= Sports TV Uganda Limited =

Sports channel, Uganda

Sports TV Uganda Limited was incorporated in October 2007, and has been licensed by the Uganda Broadcasting Council on February 29, 2008. Sports TV has commenced test broadcast on July 14, 2008.

The station is broadcasting sports from around the world, and 24/7, free-to-air. It is privately owned by Bent and Nada Andersen. Sports TV is broadcasting sports programmes compiled by Setanta Africa network, a free-to-air broadcasters' network that is spreading across Africa, with broadcasters in over 20 African countries.

==Information==
Sports TV is the first sports-only television channel in Uganda. As the last entrant on the Ugandan TV scene, the channel is already very popular and covers the central regions of Uganda, stretching as far as Busia town on Uganda-Kenya border in the north-east, and beyond Kalangala Islands and Masaka town in the south-east parts of the country.

Sports TV has acquired all its broadcasting equipment from ABE Electronica in Italy, including a solid state digital-ready 3KWA transmitter.
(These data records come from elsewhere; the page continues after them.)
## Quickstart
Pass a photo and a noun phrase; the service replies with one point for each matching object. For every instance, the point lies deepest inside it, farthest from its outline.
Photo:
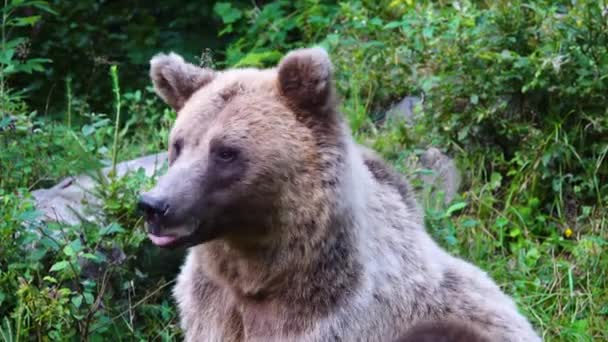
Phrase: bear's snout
(153, 209)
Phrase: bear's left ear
(176, 80)
(305, 79)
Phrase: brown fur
(443, 331)
(306, 236)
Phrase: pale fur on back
(407, 278)
(366, 271)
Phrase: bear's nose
(152, 208)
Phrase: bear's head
(252, 150)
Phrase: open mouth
(163, 240)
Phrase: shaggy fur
(443, 331)
(306, 236)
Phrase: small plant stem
(68, 86)
(116, 91)
(2, 78)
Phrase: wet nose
(153, 208)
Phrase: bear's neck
(313, 262)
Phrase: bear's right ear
(176, 80)
(305, 79)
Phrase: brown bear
(443, 331)
(296, 233)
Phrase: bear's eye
(177, 148)
(226, 154)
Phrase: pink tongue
(162, 240)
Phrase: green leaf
(111, 228)
(77, 300)
(24, 21)
(456, 207)
(88, 298)
(59, 266)
(228, 13)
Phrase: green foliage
(516, 91)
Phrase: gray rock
(444, 177)
(403, 110)
(72, 199)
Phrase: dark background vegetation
(516, 91)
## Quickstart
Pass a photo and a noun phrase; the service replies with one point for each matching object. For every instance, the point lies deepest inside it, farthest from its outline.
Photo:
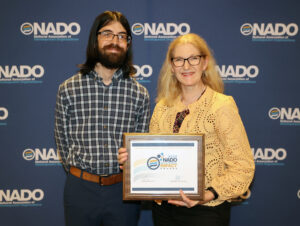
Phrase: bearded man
(93, 110)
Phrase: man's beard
(111, 60)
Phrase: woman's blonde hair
(169, 87)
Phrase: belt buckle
(100, 176)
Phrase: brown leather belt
(101, 180)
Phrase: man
(93, 110)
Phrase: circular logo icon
(246, 195)
(246, 29)
(28, 154)
(26, 28)
(274, 113)
(137, 29)
(153, 163)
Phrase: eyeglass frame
(128, 39)
(187, 59)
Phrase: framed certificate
(160, 165)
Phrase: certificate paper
(161, 166)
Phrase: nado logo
(270, 31)
(26, 28)
(51, 31)
(160, 31)
(287, 116)
(269, 156)
(238, 73)
(3, 116)
(143, 73)
(22, 197)
(42, 157)
(21, 74)
(153, 163)
(163, 162)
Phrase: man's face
(112, 48)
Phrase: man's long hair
(92, 51)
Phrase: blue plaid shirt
(90, 119)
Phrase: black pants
(171, 215)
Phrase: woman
(190, 100)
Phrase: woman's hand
(122, 156)
(208, 196)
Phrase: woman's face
(193, 64)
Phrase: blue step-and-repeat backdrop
(257, 47)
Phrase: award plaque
(160, 165)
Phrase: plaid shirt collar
(116, 76)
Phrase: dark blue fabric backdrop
(256, 45)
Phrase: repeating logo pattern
(270, 32)
(51, 31)
(160, 31)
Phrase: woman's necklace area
(194, 99)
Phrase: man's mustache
(113, 46)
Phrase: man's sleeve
(61, 126)
(144, 114)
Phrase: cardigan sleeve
(237, 155)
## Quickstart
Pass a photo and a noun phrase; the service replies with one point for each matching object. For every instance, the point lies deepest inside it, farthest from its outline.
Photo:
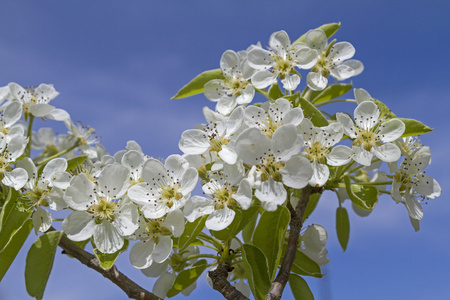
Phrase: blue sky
(117, 63)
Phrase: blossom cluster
(244, 155)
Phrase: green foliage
(190, 233)
(39, 263)
(312, 204)
(107, 259)
(329, 30)
(187, 277)
(300, 288)
(365, 197)
(414, 127)
(269, 236)
(196, 85)
(255, 264)
(342, 227)
(330, 92)
(312, 113)
(9, 252)
(304, 265)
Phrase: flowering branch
(221, 284)
(277, 287)
(133, 290)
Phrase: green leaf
(275, 92)
(304, 265)
(330, 92)
(191, 230)
(384, 110)
(187, 277)
(73, 163)
(9, 252)
(269, 235)
(414, 127)
(196, 85)
(342, 227)
(329, 30)
(312, 113)
(255, 265)
(39, 263)
(365, 197)
(300, 288)
(231, 230)
(107, 259)
(11, 218)
(312, 203)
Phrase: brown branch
(296, 223)
(133, 290)
(220, 283)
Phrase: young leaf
(414, 127)
(39, 263)
(255, 264)
(342, 227)
(187, 277)
(231, 230)
(304, 265)
(312, 203)
(330, 92)
(9, 252)
(275, 92)
(191, 230)
(269, 235)
(329, 30)
(312, 113)
(107, 259)
(196, 86)
(365, 197)
(300, 288)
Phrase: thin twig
(220, 283)
(296, 223)
(133, 290)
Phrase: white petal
(388, 152)
(141, 254)
(17, 178)
(286, 142)
(262, 79)
(175, 222)
(320, 174)
(366, 115)
(126, 219)
(391, 130)
(244, 194)
(297, 172)
(107, 238)
(162, 249)
(316, 81)
(271, 192)
(79, 226)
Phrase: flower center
(103, 210)
(316, 152)
(270, 168)
(170, 194)
(366, 138)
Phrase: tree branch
(220, 283)
(133, 290)
(296, 223)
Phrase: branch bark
(296, 223)
(220, 283)
(133, 290)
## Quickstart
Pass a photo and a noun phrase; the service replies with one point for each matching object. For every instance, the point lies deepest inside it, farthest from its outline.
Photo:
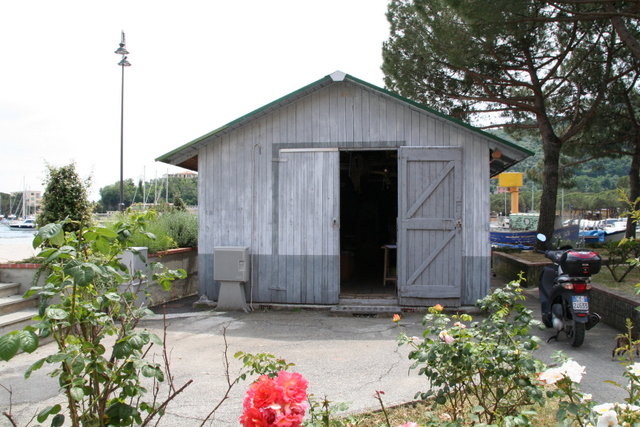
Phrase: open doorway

Sports TV is, as other media houses in Uganda, licensed by Uganda Broadcasting Council, Uganda Communication Commission and Uganda Media Council.

Sports TV entered a frequency and revenue sharing contract with the Vision Group, and was broadcasting as Urban TV and thereafter as Bukedde 2. Due to the breach of contract, Sports TV and Vision Group ended in a protracted legal battle from 2013 until end of 2018, when the Commercial Court of the Republic of Uganda ruled in favour of Sports TV. However, the broadcasting equipment remained at the premises of Vision Group and by the time the court case was under way, Sports TV was unable to retrieve it and continue broadcasting on its own, thus losing its broadcasting license in the process.

Sports TV now operates as a content provider and plans to remain involved in sports production and broadcasting through placement on local TV channels.